Zoo in Japan Weißer Tiger tötet Tierpfleger

In Japan hat ein Weißer Tiger offenbar einen Zoo-Mitarbeiter tödlich verletzt. Die Hinterbliebenen des Mannes baten darum, das Tier nicht einzuschläfern.

Weißer Tiger Riku (Archivbild)
AP/ Kyodo News/ Hirakawa Zoological Park

Weißer Tiger Riku (Archivbild)


Ein Weißer Tiger hat in Japan einen 40-Jährigen angefallen und getötet. Der Mann wurde schwer verletzt im Raubtiergehege gefunden, wie die Polizei mitteilte. Die Betreiber des Hirakawa-Zoos gehen davon aus, dass der Mann von dem Tier namens Riku angegriffen wurde. Wie es dazu kam, ist unklar. Für den Vorfall gab es keine Zeugen.

Der Tiger wurde mit einem Betäubungsgewehr ruhiggestellt, damit Rettungskräfte und Polizisten den Käfig betreten konnten. Der Pfleger wurde mit einer blutigen Wunde am Hals aufgefunden. Anschließend wurde der 40-Jährige in ein Krankenhaus gebracht, dort aber für tot erklärt.

Die Familie des Mannes bat darum, den Tiger nicht einzuschläfern. "Wir haben vor, Riku nicht zu töten und ihn zu behalten, weil uns die trauernde Familie darum gebeten hat", sagte ein Vertreter der Zooleitung.

Die Polizei untersucht den Vorfall

Riku, der 1,80 Meter lang ist und 170 Kilogramm wiegt, war im Hirakawa-Zoo zur Welt gekommen. Er ist fünf Jahre alt und lebt mit drei weiteren männlichen weißen Tigern in dem Zoo in der südjapanischen Stadt Kagoshima.

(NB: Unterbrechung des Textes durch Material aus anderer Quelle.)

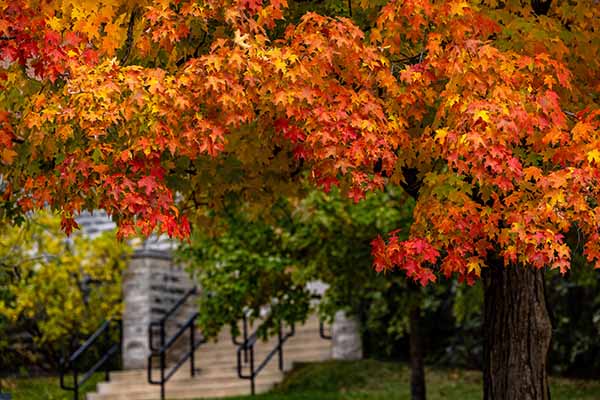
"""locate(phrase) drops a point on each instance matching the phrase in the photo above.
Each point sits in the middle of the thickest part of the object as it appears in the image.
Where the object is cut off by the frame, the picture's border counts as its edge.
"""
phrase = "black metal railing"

Trotz des tödlichen Unfalls öffnete der Tierpark am Tag darauf regulär für Besucher. Die Tiger-Anlage war allerdings abgesperrt, weil die Polizei dort noch ermittelte.

In Japan gab es bisher nur sehr selten Angriffe von Zootigern. Zuletzt hatte im Jahr 2008 ein Sibirischer Tiger einen Tierpfleger getötet. Dieser hatte versucht, das Tier zur Paarung zu bewegen.